Я всегда иду прямо к цели.
– Разрешите мне осмотреть ваши глаза, – попросил я его.
– Ну вот, мы и договорились! – воскликнул Жан нетерпеливо. – Опять то же самое! Вот уже четыре дня – с того самого момента, когда я ступил на территорию Франции – я только и имею дело с людьми, добивающимися каких-то необычайных сведений. Если бы вы только знали, каким допросам я уже подвергался со стороны военных врачей!
– Должно быть, вы правы со своей точки зрения. Но что же из всего этого вышло?
– Как будто они что-нибудь понимают! Они считают, что мне вставили какие-то временные аппараты, имеющие предварительное или подготовительное значение, и что я убежал от докторов перед окончательной операцией. Ну, хорошо, посмотрите сами! Посмотрите, если это может доставить вам удовольствие, но обещайте мне, что вы никогда больше не будете касаться этого вопроса. Я так устал от всего этого.
Он приподнял веки своих глаз, напоминающих глаза Гермеса, и я повернул его к свету.
– Но где же глаза, ваши собственные глаза? – спросил я взволнованно.
– Уничтожены. Извлечены. Они были сожжены газом взорвавшейся гранаты.
– Может быть, вы на минутку вынете эти предметы?
– Я не могу их вынуть! Они не вынимаются. Вы, врачи, все на один лад.
– Не вынимаются? И это вам не мешает?
– Не только не мешает, но я даже чувствую себя гораздо лучше и свободнее с тех пор, как мне вставили аппараты.
– Каким образом? Почему? Какое же они имеют значение?
– Да собственно они не имеют никакого определенного значения. Но они заполняют пустоту, которая мне была тягостна почти до боли. Простите мне это грубое сравнение, но, если хотите, они производят на меня впечатление хорошо пригнанного слепка или формы. И я категорически не желаю их удалять.

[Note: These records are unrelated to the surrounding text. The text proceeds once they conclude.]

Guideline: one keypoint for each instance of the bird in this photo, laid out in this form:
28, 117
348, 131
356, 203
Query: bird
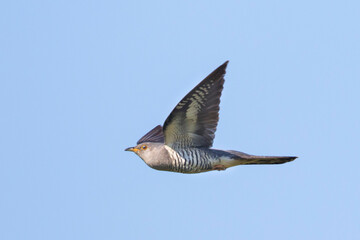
184, 143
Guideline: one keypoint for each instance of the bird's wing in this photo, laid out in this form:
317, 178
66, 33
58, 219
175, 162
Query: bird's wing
193, 121
154, 135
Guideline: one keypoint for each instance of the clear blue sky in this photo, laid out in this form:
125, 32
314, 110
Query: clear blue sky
82, 80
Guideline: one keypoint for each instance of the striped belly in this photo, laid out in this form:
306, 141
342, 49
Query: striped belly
190, 160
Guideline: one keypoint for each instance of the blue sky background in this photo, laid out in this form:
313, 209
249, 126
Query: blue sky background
82, 80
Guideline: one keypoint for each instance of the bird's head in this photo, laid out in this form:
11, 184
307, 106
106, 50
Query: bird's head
147, 151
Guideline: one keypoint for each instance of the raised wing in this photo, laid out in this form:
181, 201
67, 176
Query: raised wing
193, 121
154, 135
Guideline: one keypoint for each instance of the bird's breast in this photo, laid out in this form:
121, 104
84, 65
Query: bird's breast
189, 160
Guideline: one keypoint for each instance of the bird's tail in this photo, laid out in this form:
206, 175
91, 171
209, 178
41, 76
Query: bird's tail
251, 159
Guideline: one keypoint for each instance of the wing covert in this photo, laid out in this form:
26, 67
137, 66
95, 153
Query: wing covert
193, 121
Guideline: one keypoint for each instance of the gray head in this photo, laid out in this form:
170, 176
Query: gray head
147, 151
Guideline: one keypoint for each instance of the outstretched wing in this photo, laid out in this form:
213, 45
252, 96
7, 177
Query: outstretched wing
193, 121
154, 135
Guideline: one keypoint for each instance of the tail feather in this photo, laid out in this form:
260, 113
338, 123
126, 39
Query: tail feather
251, 159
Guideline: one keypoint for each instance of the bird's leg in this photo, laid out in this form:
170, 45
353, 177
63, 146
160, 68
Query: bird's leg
219, 167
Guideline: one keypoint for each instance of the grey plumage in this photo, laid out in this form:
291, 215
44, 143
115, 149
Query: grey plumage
184, 143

– Ваше упрямство может сыграть с вами плохую шутку, Жан! Позвольте мне вам сказать, что это у вас какая-то болезненная, предвзятая идея. Постороннее тело, которое непрерывно находится в глазной впадине… Послушайте, ведь это же совершенно недопустимо? У вас, несомненно, должно быть воспаление.

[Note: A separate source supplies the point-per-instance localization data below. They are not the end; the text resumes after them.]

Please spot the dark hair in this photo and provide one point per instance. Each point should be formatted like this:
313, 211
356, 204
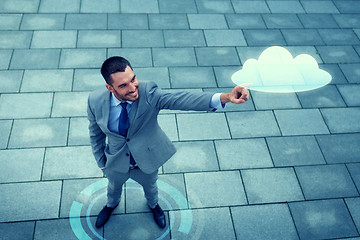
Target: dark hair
113, 65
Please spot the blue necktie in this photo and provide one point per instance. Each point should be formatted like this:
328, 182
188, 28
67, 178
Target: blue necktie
124, 126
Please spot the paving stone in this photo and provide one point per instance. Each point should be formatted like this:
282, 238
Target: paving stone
168, 57
249, 222
250, 7
47, 80
295, 151
177, 6
340, 148
202, 126
86, 21
204, 224
25, 105
327, 96
127, 21
158, 74
282, 21
10, 81
35, 59
245, 21
54, 39
319, 7
318, 20
21, 165
20, 6
70, 104
138, 57
5, 127
207, 21
42, 22
168, 21
82, 58
192, 157
302, 37
142, 38
142, 6
338, 54
350, 94
5, 56
322, 219
217, 56
265, 100
351, 72
347, 20
327, 181
88, 193
104, 6
15, 39
285, 7
59, 163
224, 38
354, 206
243, 153
264, 37
10, 21
252, 124
226, 189
79, 132
301, 122
39, 133
192, 77
38, 200
184, 38
271, 185
338, 36
17, 230
214, 6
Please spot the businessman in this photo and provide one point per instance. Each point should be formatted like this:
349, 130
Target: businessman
125, 114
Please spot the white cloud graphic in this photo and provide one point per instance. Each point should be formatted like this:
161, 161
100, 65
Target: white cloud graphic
277, 71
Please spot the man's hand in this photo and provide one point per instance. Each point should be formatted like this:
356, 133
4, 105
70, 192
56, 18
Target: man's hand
238, 95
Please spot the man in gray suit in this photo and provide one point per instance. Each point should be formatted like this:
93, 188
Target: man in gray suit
126, 115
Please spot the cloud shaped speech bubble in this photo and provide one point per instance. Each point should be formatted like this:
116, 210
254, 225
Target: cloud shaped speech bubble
277, 71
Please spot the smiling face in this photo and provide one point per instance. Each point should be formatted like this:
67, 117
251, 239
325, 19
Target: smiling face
124, 85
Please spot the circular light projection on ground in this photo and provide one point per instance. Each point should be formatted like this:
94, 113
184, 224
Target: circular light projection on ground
92, 192
277, 71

Однако при помощи лупы я убедился в том, что его веки были совершенно здоровы и свежи на вид; они равномерно подымались и опускались, увлажняя прозрачную и неподвижную поверхность белых с голубоватым отливом аппаратов. Невооруженному глазу аппараты эти казались сплошными, но при помощи сильного увеличительного стекла я различил на них вертикальные полоски. В общем они были похожи на клубки тончайших ниток, покрытых сверху слоем бесцветной эмали, по которой скользили веки. Предположение о том, что это были слепки, казалось вполне вероятным. Очень возможно, что эти глаза служили лишь для того, чтобы сохранить глазные впадины в их нормальном состоянии до тех пор, пока не вставлены какие-нибудь постоянные приспособления, что-нибудь вроде протезов или искусственных глаз самого последнего образца. Но почему же они не вынимаются? – вот что меня удивляло и даже… пугало.